I'd always wanted to create a project using pallets and found the opportunity to make one a couple years back. I needed a desk for the office and was disappointed in the lack of style and design in desks at retail stores. This gave me an opportunity to be creative, which l relish.

Step 1: Sanding and Painting

The pallet was very old and some pieces were falling apart. I intended to take the pallet apart with the pry bar, but it was a lot of work and often broke pieces, so I switched to the Sawzall. I cut the bad pieces off boards and then laid the pieces out like a puzzle to see if I had enough usable pieces to complete the desk.Typically people have a design and measurements when they start, but I created my measurements as I went along based on how much desk top I had. Once I had the full measurements for the top I cut a piece of .75 plywood to sit under the pallet as a base.

I sanded each piece on the top and then started painting them different colors.I didn't worry about painting them perfectly and intentionally left spots without paint or light paint to give them the appearance of being aged.

Step 2: Staining

After painting I applied a Walnut stain on top of each piece and wiped if off immediately after. This gave the paint and wood the aged look after being sanded.
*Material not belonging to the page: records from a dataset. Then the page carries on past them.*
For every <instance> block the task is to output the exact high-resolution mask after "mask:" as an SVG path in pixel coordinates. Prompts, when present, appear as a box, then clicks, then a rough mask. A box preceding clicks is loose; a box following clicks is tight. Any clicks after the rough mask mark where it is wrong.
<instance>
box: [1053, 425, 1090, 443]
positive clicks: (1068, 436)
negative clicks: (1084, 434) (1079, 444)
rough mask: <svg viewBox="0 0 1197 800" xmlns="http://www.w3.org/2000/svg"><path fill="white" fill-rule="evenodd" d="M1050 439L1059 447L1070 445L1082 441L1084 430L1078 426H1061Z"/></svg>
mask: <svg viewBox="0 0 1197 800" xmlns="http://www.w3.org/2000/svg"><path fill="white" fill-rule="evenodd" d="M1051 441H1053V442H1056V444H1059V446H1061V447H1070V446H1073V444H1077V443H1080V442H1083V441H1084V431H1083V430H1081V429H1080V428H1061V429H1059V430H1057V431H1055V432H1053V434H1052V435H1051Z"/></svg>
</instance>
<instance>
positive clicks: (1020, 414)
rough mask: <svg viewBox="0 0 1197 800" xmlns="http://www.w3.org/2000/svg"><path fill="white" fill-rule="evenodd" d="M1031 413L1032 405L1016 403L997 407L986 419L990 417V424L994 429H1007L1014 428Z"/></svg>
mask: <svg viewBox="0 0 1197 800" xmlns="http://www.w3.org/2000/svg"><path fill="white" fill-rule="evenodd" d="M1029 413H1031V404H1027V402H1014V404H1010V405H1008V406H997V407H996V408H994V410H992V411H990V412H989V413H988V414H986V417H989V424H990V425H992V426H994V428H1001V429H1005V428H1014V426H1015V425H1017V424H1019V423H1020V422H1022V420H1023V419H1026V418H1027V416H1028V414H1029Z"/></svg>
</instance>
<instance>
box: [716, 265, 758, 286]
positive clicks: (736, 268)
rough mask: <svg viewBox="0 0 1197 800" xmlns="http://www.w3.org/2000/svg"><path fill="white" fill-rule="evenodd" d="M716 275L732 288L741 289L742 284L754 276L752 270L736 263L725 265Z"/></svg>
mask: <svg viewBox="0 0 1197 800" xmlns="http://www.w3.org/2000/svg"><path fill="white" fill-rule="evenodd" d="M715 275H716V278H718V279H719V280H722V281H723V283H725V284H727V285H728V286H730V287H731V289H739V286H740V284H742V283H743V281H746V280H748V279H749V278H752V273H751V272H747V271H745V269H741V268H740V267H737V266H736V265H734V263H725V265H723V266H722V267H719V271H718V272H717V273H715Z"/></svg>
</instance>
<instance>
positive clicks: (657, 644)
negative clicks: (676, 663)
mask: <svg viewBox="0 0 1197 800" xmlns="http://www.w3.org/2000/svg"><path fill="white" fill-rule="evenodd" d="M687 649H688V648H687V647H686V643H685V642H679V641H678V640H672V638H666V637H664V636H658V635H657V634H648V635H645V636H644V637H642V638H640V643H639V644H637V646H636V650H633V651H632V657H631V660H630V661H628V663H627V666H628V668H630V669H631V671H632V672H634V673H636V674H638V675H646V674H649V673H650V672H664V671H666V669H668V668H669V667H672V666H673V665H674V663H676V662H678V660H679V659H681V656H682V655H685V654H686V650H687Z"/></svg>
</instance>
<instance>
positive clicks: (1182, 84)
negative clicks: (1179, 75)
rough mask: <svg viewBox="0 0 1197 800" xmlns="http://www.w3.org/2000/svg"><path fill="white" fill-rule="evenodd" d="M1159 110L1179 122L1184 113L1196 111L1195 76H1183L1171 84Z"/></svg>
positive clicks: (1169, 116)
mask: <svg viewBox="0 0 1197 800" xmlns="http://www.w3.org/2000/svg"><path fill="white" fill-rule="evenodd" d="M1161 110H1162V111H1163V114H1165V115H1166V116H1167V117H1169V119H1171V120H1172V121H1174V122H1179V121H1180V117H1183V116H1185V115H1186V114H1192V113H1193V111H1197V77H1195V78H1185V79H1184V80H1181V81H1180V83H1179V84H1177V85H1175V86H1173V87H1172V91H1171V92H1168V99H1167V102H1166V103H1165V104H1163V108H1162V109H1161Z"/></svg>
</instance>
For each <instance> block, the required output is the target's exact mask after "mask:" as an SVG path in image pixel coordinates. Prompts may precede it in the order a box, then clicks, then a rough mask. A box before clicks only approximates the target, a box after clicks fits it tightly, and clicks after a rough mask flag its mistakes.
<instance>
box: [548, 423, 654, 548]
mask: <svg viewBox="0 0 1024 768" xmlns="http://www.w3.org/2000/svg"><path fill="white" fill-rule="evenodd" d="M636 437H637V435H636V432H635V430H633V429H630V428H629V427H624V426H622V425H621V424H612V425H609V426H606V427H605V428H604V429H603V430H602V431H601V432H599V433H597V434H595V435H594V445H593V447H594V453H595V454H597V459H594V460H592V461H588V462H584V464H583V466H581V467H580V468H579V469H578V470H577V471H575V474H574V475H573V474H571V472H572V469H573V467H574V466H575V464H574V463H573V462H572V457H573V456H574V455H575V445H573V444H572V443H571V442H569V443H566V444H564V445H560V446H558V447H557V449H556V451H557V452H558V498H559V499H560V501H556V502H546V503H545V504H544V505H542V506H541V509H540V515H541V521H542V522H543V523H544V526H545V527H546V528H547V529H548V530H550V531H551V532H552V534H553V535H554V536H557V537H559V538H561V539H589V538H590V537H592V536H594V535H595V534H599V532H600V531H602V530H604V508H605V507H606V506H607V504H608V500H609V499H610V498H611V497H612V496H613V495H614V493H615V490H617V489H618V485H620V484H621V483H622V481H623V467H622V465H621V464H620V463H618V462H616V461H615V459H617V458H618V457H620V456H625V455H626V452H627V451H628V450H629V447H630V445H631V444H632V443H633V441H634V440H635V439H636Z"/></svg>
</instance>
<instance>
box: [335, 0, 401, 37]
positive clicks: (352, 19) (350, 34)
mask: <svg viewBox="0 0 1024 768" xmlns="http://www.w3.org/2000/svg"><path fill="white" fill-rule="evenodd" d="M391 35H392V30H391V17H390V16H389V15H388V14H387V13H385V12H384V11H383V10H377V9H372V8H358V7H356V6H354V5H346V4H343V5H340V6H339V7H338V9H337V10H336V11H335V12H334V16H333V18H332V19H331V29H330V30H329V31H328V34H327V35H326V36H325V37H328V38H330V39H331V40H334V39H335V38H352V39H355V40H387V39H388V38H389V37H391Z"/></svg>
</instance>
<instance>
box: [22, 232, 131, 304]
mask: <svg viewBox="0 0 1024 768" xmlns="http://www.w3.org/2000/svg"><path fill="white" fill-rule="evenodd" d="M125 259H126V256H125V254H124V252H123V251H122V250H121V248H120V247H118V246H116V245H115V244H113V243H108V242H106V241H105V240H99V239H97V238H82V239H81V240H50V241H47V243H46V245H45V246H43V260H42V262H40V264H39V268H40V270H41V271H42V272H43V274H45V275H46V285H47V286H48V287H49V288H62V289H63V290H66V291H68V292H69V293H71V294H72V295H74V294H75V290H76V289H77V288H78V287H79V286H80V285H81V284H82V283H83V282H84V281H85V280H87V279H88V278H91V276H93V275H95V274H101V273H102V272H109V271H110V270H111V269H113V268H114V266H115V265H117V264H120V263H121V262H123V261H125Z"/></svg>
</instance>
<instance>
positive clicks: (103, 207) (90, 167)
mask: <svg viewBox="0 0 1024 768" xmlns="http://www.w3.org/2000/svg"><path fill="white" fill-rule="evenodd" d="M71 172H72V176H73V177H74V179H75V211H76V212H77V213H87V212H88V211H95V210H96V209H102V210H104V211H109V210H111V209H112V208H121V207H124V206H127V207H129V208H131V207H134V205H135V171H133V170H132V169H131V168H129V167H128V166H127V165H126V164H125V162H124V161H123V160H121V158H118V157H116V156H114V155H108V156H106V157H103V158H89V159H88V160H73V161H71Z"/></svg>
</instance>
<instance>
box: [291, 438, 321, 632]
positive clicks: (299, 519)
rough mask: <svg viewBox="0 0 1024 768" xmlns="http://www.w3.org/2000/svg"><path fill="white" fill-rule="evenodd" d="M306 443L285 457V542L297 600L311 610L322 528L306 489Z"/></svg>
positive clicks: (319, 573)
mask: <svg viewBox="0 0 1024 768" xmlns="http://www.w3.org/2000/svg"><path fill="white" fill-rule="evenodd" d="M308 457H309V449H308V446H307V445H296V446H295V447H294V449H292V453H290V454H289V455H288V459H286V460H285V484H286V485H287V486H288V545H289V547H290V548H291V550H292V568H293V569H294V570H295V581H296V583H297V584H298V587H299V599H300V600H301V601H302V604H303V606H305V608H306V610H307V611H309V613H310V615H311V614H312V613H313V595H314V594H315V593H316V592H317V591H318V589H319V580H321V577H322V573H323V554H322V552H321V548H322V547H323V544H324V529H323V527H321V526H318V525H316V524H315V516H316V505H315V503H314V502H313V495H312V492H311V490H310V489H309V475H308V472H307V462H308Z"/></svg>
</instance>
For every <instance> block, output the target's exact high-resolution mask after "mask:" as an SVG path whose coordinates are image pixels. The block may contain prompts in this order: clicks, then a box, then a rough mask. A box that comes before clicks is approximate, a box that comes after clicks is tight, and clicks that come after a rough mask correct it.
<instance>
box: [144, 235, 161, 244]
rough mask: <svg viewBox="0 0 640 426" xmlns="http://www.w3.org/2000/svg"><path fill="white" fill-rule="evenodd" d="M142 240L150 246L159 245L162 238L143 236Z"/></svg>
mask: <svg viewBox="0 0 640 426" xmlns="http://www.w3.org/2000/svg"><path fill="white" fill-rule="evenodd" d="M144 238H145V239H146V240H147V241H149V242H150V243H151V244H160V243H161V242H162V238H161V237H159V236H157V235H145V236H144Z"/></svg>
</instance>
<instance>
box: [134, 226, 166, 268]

Step 3: Acrylic Top and Trim

The pieces of pallet wood weren't uniform in depth, so I decided to top the desk with an acrylic sheet. This made a nice, smooth, and easy to clean surface for working. I considered glass, but it's expensive and hard to get just the right size. The acrylic I used was about .25" thick and purchased at Lowes. They are able to assist in cutting the sheets while you're there, so keep this in mind if you don't want to pay for a cutter yourself. Once I had the full depth of the desk top including plywood, pallet and acrylic I chose the trim I wanted the nailed it to the plywood and 2x2's I braced around the under side of the desk with.

Step 4: Legs and Bracing

Next I determined the height I wanted and cut legs to that height, minus the depth of the 2x4's on the bottom. I also braced with boards between the legs for extra support. I used 2x2's for the legs and 2x4's for the bracing pieces. I liked the way it looked with smaller corner legs.

Step 5: Final Steps

I painted the legs and trim white and added a 2x4 along the back from side to side. Make sure everything is sanded well since people will touch it often and don't want splinters. Then sit back in your office chair and enjoy your hard work.